Several studies have expressed concerns about the increased risk of femoral loosening in high-flexion knee prostheses compared to standard prosthesis as the load on the knee joint increases considerably during deep flexion [7, 8]. There have been reports of early failure of the femoral component in some high-flexion prostheses [3-5]. Han et al. [3] reported a high incidence of femoral aseptic loosening in 38% (27/72 knees) of their cases treated with high-flexion TKA during a mean follow-up of 23 months. This group proposed that early failure of the femoral component could be attributed to certain characteristics of the implant design, the increased load on the knee during deep flexion, and an implant-cement interface problem. King and Scott [9] suggested that early loosening of the femoral component was initiated by inadequate support of the posterior femoral condyle that might be related to inaccurate bone cuts, deficient bone stock, or poor cementing technique. In our cases, failure of the femoral component proceeded within weeks postoperatively, and we assumed that this phenomenon was more related to surgical techniques than to implant design. The surgeon performed primary TKA using the anterior referencing (AR) method and chose two levels of femoral component downsizing to widen the flexion gap in these patients. The advantages of the AR method are re-approximation of the patellofemoral joint and reduced risk of notching of the anterior femoral cortex. However, the disadvantage is that excessive resection of the posterior condylar bone can occur. In addition, the excessive downsizing of the femoral component to widen the flexion gap can lead to additional resection of the posterior condylar bone.

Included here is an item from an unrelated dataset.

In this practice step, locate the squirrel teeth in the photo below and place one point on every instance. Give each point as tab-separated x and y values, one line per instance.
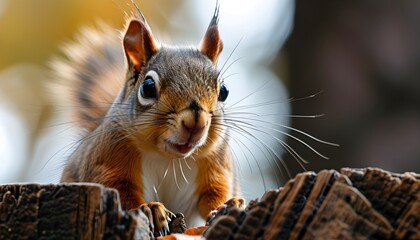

We suggested that early failure of the femoral component might be related to excessive bone resection of the posterior femoral condyle that might have resulted from femoral component downsizing in high-flexion TKA using the AR method.

4. Conclusion

We have expressed concerns about excessive bone resection of the posterior femoral condyle by additional downsizing of the femoral component in high-flexion TKA using the AR method, which could lead to early failure of the femoral component.

Conflicts of Interest

Each author certifies that he or she has no commercial association (eg. consultancies, stock ownership, equity interest, patent, licensing arrangements, etc.) that might pose a conflict of interest in connection with the submitted article.

Ethics Approval

This study was approved by the Institutional Review Board of our institution.

Consent

Written informed consent was obtained from the patient for publication of this case report and accompanying images. A copy of the written consent is available for review by the Editor-in-Chief of this journal on request.

Funding

No benefits in any form have been received or will be received from a commercial party related directly or indirectly to the subject of this article.